BM for Attention

MissLuna

New Member
Hey everyone, I'm in sore need of some advice. My son is 5, and he and I have just been through a pretty big adjustment: we moved to a different town away from my family, he changed schools, I went back to school, and we're now living with my partner. Son has started pooping in his pants almost every time attention shifts off of him. For example, we were having a chat during snack time and after that I asked him to go put his laundry away. He was upset, walked upstairs, and promptly came back down stating "I accidentally pooped my pants." This is the 5th time in the past two weeks. My guess is that it's a control response as a result of all the change going on around him. It's frustrating, nothing we've done so far (having him clean up his mess, scheduled bathroom breaks, more attention throughout the rest of the day) has worked and I am losing my mind over it. What have you all had success with?
 

MissLuna

New Member
He might be feeling anxiety from the move. Have you tried taking him to counseling?
Not yet - I'm looking into counselors that will take our insurance. I was hoping for at least a temporary solution while I set all of that up. Frankly, I have no patience for it anymore. I cannot devote 100% of my attention to this child all of the time, which is what he seems to want. And he's refusing to understand that mom has things she needs to do during the day too.
 

BusynMember

Well-Known Member
Hi. Is this your first child? A five year old would not understand you have other things to do. He is not much more than a baby.

Son has had many changes in a short period of time, incliding a new man to get used to. This is hard for ANY child, although some hold it in better. Moving in with him is a huge change as is switching schools.

in my opinion your son needs counseling but you could use some too to help you understand and cope. Your son is very little and still requires a great deal of your time. Yes, I know. There are only so many hours in a day, but that is part of what parents do. We squeeze our kids into the hours and find help for our kids when they need it. There are county clinics with sliding scales.

Please be patient with your little boy and good to yourself. Get help. Your son will need a great deal of your time for the foreseeable future. The pooing is a symptom of a problem. He is not trying to be a bad boy or to ruin your life. It is age appropriate that when his world turns upside down he be extremely needy. And everything your son was used to has changed.

Love and light.
 

susiestar

Roll With It
This is an extremely normal symptom of all of the change in his life. The more you can treat it as a normal, minor thing, the more it will just go away. If you blow up over it, and give him a lot of attention, either negative or positive, for pooping in his pants, the more he will keep doing it. Why? Because it is getting your attention. It really is that simple. When he poops his pants, clean him up and move on to something else with as little fanfare as humanly possible. I know you want to yell and scream and give him a time out or whatever your punishment is, but restrain yourself. Go ahead and go into your room in private and scream into a pillow if you need to. been there done that when my kids were little. But the more attention you give this bid for attention, the longer you will have to deal with it.

It IS normal for him to act out and need more attention. It IS normal for him to regress in some ways after such big changes in his universe. A man in his home and a big move are HUGE changes and then a new school? WOW! His entire world has changed. It really is a wonder that he isn't doing more to get your attention, rather than just pooping in his britches occasionally. He could be wetting them constantly too. Or drawing on the walls with the poop. Or any of 1000 other things. I have a cousin that wasn't well adjusted, so I could probably name some of the nastier things he could do. Like finding ways to get hurt, then telling the hospital staff that you did it to him. Trust me, that will upend your life faster and longer than any poopy pants ever could. And yes, my cousin did this four times to his mother. Luckily my brother and I were ALWAYS with him and we always said he was lying through his teeth. As did my parents. My cousin was a BAD liar at that age, so it was easy to see he was lying, which helped my aunt. But your son could choose from a LOT of more difficult to handle attention getting behavior. Things that could truly harm your family. So as icky and awful as this is, it really could be worse.

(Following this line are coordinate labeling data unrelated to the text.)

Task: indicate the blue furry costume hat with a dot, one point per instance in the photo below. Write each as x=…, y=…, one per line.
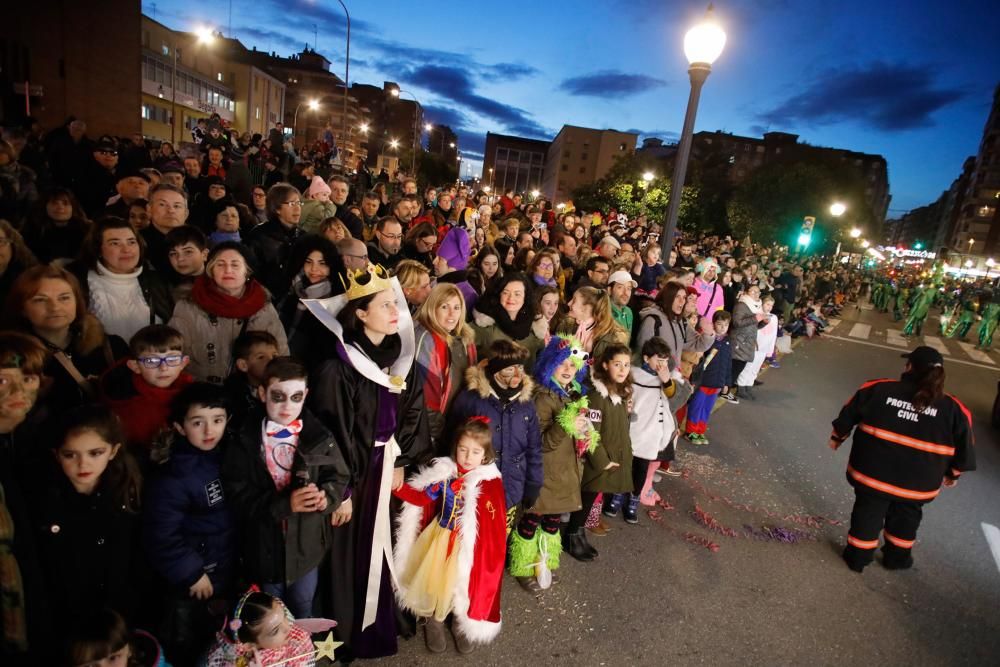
x=553, y=355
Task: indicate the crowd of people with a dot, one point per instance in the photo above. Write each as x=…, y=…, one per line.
x=234, y=398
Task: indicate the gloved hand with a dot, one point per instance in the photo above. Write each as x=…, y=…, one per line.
x=530, y=496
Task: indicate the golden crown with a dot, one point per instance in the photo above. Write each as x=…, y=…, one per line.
x=365, y=282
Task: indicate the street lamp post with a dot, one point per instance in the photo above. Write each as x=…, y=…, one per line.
x=347, y=71
x=396, y=92
x=313, y=106
x=702, y=45
x=204, y=36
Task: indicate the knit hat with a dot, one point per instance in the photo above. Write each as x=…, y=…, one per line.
x=317, y=186
x=455, y=248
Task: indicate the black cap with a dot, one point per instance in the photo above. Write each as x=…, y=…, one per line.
x=924, y=357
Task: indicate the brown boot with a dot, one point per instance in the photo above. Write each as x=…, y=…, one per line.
x=462, y=643
x=434, y=635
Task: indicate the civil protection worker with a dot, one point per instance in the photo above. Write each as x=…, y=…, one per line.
x=911, y=438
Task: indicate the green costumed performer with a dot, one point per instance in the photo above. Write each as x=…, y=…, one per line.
x=991, y=316
x=919, y=310
x=567, y=435
x=963, y=314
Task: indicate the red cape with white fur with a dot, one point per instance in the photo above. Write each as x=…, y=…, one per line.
x=481, y=543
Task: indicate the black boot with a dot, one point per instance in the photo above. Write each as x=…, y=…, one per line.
x=896, y=558
x=575, y=544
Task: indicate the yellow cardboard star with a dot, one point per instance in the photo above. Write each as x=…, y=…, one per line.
x=325, y=648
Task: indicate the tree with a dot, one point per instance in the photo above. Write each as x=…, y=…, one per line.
x=624, y=190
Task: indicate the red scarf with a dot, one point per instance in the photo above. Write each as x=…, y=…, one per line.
x=210, y=299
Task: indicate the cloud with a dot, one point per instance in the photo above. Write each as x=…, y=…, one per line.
x=454, y=84
x=610, y=82
x=881, y=95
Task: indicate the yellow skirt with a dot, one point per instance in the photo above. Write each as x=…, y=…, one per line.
x=430, y=573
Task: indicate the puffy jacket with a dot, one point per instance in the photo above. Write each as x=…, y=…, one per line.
x=652, y=427
x=277, y=545
x=208, y=339
x=898, y=452
x=188, y=527
x=517, y=439
x=271, y=244
x=610, y=417
x=563, y=470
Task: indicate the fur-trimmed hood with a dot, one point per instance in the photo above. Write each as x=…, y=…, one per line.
x=477, y=381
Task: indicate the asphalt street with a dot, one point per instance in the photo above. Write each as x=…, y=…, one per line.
x=653, y=597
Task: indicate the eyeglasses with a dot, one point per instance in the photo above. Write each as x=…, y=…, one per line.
x=171, y=360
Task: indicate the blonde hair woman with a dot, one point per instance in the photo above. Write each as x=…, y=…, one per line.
x=591, y=321
x=445, y=348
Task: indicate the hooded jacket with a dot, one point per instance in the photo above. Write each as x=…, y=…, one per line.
x=188, y=528
x=277, y=545
x=517, y=439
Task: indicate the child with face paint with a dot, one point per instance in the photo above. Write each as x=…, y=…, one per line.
x=450, y=541
x=262, y=631
x=188, y=529
x=284, y=476
x=567, y=435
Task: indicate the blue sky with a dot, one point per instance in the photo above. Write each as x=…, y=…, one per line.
x=912, y=80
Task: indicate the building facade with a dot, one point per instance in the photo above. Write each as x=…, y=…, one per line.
x=184, y=79
x=70, y=62
x=581, y=155
x=514, y=163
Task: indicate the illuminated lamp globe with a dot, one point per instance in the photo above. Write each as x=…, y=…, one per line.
x=704, y=42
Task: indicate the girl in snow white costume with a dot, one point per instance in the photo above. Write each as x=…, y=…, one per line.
x=451, y=540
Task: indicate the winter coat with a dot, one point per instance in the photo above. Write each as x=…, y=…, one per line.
x=188, y=528
x=442, y=367
x=717, y=371
x=652, y=427
x=678, y=335
x=208, y=339
x=314, y=212
x=271, y=245
x=88, y=549
x=562, y=469
x=142, y=408
x=487, y=331
x=743, y=332
x=609, y=415
x=517, y=439
x=277, y=545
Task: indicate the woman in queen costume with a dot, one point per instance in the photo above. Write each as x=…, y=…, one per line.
x=368, y=395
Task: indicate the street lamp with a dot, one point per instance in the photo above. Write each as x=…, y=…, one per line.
x=313, y=105
x=396, y=92
x=702, y=45
x=203, y=35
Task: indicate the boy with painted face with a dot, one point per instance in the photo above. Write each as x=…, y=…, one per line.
x=284, y=476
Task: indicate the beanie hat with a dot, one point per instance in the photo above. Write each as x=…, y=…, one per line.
x=455, y=248
x=317, y=186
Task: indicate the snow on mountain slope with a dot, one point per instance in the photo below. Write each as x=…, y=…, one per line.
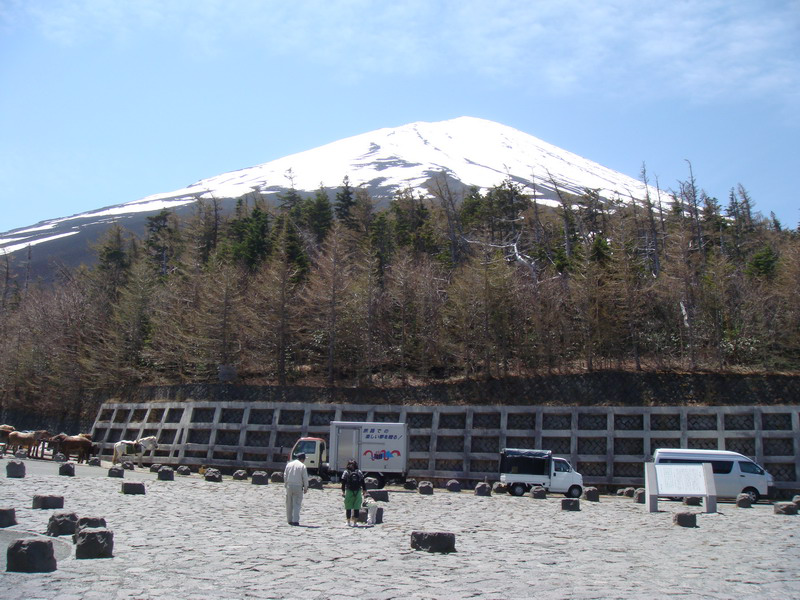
x=473, y=151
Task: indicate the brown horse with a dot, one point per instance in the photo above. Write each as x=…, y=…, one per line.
x=80, y=444
x=29, y=440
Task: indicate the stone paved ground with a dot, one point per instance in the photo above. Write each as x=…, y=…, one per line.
x=191, y=539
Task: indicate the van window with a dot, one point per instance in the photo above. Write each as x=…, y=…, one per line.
x=747, y=467
x=561, y=466
x=720, y=467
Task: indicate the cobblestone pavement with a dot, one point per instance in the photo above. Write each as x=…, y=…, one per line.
x=191, y=539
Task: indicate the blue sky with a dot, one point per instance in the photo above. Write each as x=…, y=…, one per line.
x=107, y=101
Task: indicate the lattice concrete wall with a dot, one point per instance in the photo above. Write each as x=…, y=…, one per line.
x=608, y=445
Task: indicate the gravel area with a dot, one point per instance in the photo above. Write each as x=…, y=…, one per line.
x=192, y=539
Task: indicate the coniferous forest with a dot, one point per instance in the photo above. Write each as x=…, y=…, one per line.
x=329, y=290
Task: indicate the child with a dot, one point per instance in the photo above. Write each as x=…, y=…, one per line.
x=372, y=508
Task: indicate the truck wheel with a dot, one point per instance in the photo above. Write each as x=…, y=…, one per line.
x=517, y=489
x=574, y=492
x=753, y=493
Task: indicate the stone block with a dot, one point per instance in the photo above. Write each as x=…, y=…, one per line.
x=379, y=495
x=453, y=485
x=684, y=519
x=591, y=494
x=30, y=556
x=48, y=501
x=94, y=542
x=362, y=516
x=499, y=488
x=784, y=508
x=62, y=523
x=572, y=504
x=433, y=541
x=15, y=469
x=538, y=492
x=8, y=517
x=213, y=475
x=259, y=478
x=133, y=488
x=483, y=489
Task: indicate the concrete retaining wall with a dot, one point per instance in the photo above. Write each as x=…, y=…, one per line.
x=607, y=444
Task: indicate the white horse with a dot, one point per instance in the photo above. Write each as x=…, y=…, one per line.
x=136, y=448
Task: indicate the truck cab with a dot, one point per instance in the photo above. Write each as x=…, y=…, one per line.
x=522, y=469
x=316, y=452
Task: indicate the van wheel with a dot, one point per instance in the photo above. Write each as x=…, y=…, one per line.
x=753, y=493
x=518, y=489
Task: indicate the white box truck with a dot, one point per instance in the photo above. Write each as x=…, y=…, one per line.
x=522, y=469
x=734, y=473
x=380, y=449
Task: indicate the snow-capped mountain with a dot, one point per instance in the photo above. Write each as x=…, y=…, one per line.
x=472, y=151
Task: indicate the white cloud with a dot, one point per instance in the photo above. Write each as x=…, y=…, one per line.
x=693, y=50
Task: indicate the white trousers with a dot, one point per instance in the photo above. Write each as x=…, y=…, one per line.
x=294, y=499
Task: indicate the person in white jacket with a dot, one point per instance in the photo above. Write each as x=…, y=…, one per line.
x=295, y=480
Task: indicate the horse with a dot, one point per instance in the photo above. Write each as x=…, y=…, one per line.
x=29, y=440
x=67, y=444
x=136, y=448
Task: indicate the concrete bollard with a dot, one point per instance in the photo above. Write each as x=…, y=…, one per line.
x=571, y=504
x=48, y=501
x=685, y=519
x=453, y=485
x=538, y=493
x=62, y=523
x=8, y=517
x=30, y=556
x=94, y=542
x=591, y=494
x=133, y=488
x=483, y=489
x=784, y=508
x=430, y=541
x=67, y=469
x=15, y=469
x=259, y=478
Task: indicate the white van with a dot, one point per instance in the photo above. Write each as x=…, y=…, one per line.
x=734, y=473
x=522, y=469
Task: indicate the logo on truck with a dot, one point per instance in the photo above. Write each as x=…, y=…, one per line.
x=382, y=454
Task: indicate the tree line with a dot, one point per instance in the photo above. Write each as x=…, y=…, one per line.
x=434, y=287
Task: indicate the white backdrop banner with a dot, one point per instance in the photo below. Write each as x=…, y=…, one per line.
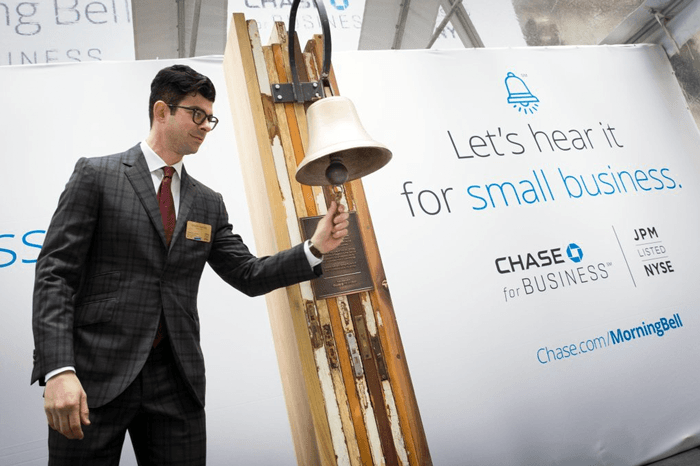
x=51, y=31
x=538, y=225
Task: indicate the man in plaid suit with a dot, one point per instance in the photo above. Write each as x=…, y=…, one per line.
x=115, y=320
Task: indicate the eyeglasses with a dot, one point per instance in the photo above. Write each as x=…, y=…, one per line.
x=199, y=115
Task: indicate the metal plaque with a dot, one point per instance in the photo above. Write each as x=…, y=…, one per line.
x=345, y=269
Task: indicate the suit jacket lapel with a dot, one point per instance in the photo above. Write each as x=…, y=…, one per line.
x=139, y=176
x=188, y=193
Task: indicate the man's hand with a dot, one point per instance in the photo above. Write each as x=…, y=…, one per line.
x=65, y=404
x=331, y=230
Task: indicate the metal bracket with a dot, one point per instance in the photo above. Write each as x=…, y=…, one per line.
x=284, y=92
x=304, y=92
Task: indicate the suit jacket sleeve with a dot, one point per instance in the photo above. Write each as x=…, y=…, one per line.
x=59, y=270
x=234, y=263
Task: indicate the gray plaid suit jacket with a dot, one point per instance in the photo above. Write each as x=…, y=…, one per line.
x=104, y=275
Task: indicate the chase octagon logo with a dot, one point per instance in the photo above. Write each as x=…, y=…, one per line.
x=574, y=253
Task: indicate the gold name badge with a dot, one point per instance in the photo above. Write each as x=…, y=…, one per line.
x=198, y=231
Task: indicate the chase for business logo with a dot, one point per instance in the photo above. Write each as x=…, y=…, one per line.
x=554, y=269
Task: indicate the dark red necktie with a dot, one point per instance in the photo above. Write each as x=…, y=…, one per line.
x=167, y=214
x=166, y=203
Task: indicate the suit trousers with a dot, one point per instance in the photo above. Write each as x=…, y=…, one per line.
x=165, y=423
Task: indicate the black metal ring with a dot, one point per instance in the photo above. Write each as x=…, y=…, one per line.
x=298, y=94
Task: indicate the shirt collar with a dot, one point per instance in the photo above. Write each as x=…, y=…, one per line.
x=154, y=161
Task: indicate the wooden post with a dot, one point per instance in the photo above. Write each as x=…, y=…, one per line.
x=338, y=415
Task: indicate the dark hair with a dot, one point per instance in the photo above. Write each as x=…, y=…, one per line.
x=173, y=84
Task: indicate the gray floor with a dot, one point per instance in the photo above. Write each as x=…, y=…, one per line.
x=687, y=458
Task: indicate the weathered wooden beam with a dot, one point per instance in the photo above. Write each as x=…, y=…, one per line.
x=344, y=372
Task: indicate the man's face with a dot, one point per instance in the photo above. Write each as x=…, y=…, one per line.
x=183, y=135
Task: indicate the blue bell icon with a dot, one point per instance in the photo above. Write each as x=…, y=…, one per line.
x=519, y=94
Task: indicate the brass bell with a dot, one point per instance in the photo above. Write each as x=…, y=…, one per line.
x=339, y=148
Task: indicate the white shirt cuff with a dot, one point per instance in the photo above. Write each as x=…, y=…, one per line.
x=313, y=260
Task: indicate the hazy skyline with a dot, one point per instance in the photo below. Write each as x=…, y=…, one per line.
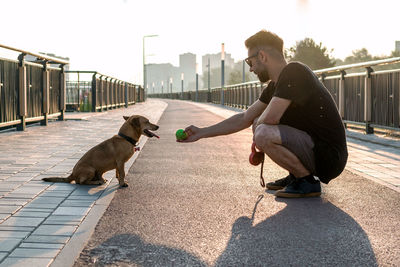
x=107, y=35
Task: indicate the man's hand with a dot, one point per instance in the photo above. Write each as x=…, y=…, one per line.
x=194, y=134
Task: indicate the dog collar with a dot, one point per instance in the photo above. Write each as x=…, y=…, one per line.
x=127, y=138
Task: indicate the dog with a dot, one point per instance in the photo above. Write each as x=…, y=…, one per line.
x=110, y=154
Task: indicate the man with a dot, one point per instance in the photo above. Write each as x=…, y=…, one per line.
x=295, y=121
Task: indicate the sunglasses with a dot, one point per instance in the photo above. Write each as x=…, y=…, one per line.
x=248, y=61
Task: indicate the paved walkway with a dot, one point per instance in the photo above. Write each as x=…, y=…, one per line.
x=44, y=223
x=371, y=156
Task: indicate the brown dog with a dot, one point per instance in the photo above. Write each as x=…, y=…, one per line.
x=110, y=154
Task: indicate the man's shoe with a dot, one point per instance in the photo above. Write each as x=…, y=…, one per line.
x=300, y=188
x=281, y=183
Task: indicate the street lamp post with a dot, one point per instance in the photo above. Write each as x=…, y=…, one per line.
x=144, y=61
x=170, y=84
x=182, y=77
x=222, y=72
x=197, y=83
x=244, y=76
x=209, y=87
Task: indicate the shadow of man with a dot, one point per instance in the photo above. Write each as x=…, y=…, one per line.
x=307, y=232
x=131, y=250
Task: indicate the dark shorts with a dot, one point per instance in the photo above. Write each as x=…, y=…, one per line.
x=300, y=144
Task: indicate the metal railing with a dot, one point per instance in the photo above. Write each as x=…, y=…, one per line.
x=102, y=92
x=370, y=98
x=31, y=92
x=35, y=91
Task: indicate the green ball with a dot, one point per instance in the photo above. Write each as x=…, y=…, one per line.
x=181, y=134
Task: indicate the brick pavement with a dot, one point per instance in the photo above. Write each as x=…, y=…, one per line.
x=38, y=219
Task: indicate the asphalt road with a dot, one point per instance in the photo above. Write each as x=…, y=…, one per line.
x=201, y=204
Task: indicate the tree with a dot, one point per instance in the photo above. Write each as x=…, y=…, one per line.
x=314, y=55
x=360, y=55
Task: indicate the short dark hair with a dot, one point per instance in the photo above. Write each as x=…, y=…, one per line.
x=263, y=39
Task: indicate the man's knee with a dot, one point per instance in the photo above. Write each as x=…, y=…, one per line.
x=266, y=135
x=254, y=124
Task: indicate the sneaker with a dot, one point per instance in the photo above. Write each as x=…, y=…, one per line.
x=281, y=183
x=300, y=188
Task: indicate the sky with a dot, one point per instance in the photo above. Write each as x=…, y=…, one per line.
x=107, y=35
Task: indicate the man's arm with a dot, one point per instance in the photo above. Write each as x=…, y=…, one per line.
x=231, y=125
x=274, y=111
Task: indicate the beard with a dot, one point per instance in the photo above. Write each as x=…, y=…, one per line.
x=263, y=76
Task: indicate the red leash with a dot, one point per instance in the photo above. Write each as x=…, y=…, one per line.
x=255, y=158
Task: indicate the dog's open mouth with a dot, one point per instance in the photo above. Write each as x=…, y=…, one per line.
x=150, y=134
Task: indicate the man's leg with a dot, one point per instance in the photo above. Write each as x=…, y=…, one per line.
x=292, y=149
x=268, y=140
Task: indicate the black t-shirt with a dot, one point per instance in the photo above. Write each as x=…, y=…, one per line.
x=312, y=110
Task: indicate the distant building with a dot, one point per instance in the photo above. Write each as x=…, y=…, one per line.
x=215, y=61
x=159, y=75
x=187, y=66
x=159, y=78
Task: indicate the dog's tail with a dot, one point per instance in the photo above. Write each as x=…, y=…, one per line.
x=59, y=179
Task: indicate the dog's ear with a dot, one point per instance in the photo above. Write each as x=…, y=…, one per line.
x=136, y=122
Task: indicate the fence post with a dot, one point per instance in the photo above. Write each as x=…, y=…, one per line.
x=46, y=94
x=63, y=94
x=22, y=93
x=126, y=95
x=94, y=93
x=107, y=102
x=368, y=101
x=101, y=93
x=341, y=94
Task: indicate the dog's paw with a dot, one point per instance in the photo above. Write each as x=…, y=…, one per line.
x=124, y=185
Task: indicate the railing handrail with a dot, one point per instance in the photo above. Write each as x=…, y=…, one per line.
x=98, y=73
x=39, y=56
x=358, y=65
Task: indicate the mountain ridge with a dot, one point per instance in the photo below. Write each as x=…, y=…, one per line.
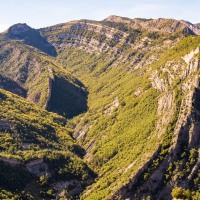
x=138, y=80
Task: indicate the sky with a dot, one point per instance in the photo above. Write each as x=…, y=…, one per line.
x=42, y=13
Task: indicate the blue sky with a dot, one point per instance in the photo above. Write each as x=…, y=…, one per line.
x=41, y=13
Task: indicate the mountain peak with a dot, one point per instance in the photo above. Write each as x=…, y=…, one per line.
x=20, y=28
x=117, y=19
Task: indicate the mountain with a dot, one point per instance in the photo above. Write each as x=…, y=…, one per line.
x=31, y=37
x=37, y=153
x=39, y=75
x=129, y=90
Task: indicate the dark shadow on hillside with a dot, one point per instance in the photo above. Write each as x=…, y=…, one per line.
x=67, y=99
x=12, y=86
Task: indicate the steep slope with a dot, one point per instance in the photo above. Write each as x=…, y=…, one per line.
x=31, y=37
x=133, y=75
x=42, y=79
x=140, y=125
x=38, y=157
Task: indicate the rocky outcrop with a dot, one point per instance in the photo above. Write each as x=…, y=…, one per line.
x=5, y=125
x=185, y=135
x=38, y=167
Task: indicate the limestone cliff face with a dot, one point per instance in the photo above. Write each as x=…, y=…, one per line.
x=185, y=138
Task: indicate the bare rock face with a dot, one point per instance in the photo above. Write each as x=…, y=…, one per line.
x=186, y=134
x=18, y=29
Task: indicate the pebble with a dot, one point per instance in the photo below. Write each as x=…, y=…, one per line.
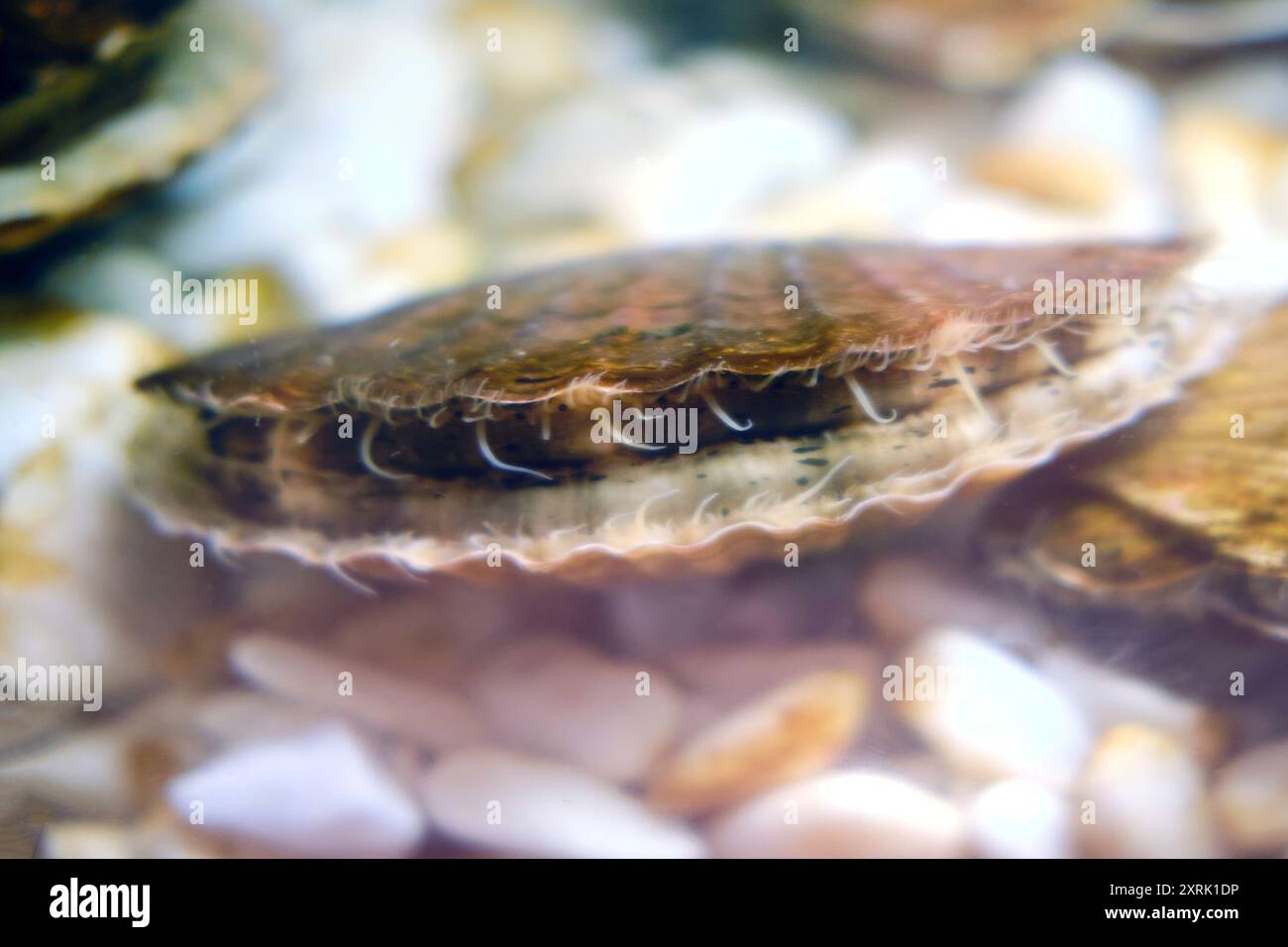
x=905, y=598
x=88, y=774
x=995, y=716
x=1020, y=818
x=841, y=814
x=317, y=793
x=1250, y=797
x=415, y=710
x=1144, y=791
x=739, y=672
x=505, y=801
x=557, y=698
x=785, y=735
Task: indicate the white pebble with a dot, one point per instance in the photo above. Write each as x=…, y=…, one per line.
x=1141, y=796
x=990, y=714
x=314, y=793
x=1109, y=697
x=1250, y=797
x=404, y=706
x=906, y=598
x=1020, y=818
x=557, y=698
x=842, y=814
x=503, y=801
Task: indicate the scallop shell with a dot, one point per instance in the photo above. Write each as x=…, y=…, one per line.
x=1185, y=512
x=458, y=429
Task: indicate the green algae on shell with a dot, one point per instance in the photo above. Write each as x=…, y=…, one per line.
x=460, y=425
x=1185, y=513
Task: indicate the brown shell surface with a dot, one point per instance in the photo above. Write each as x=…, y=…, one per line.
x=1185, y=505
x=983, y=389
x=652, y=321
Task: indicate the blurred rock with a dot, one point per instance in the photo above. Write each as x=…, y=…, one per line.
x=317, y=793
x=1145, y=793
x=1250, y=797
x=844, y=814
x=1020, y=818
x=555, y=698
x=990, y=714
x=785, y=735
x=502, y=801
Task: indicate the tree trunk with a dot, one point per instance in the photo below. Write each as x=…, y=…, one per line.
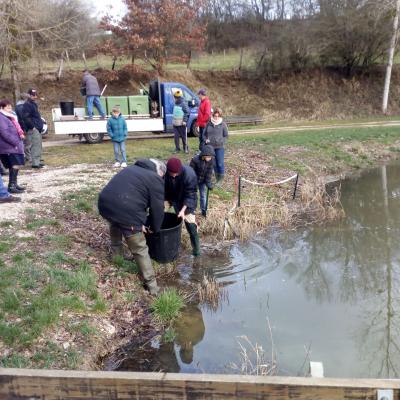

Please be patient with him. Please don't send him to school in pullups as this would embarrass him. I know parents who have done this and the kids got teased horribly for many years. Kids are awful to each other. Give your son time and patience when his pants are clean, praise for pooping in the potty, even rewards for pooping in the potty (candy and ice cream or whatever he likes but rarely gets are awesome motivators for little kids). But don't give him a big blowup for pooping outside of the potty. Give as little attention to that as possible so that you don't reward that.
 

MissLuna

New Member
Thank you all - I've been in touch with a family counselor today. I think it would be beneficial for all of us to go in and chat with someone about how we can make this transition smoother. In the meantime, I appreciate the advice on how to react.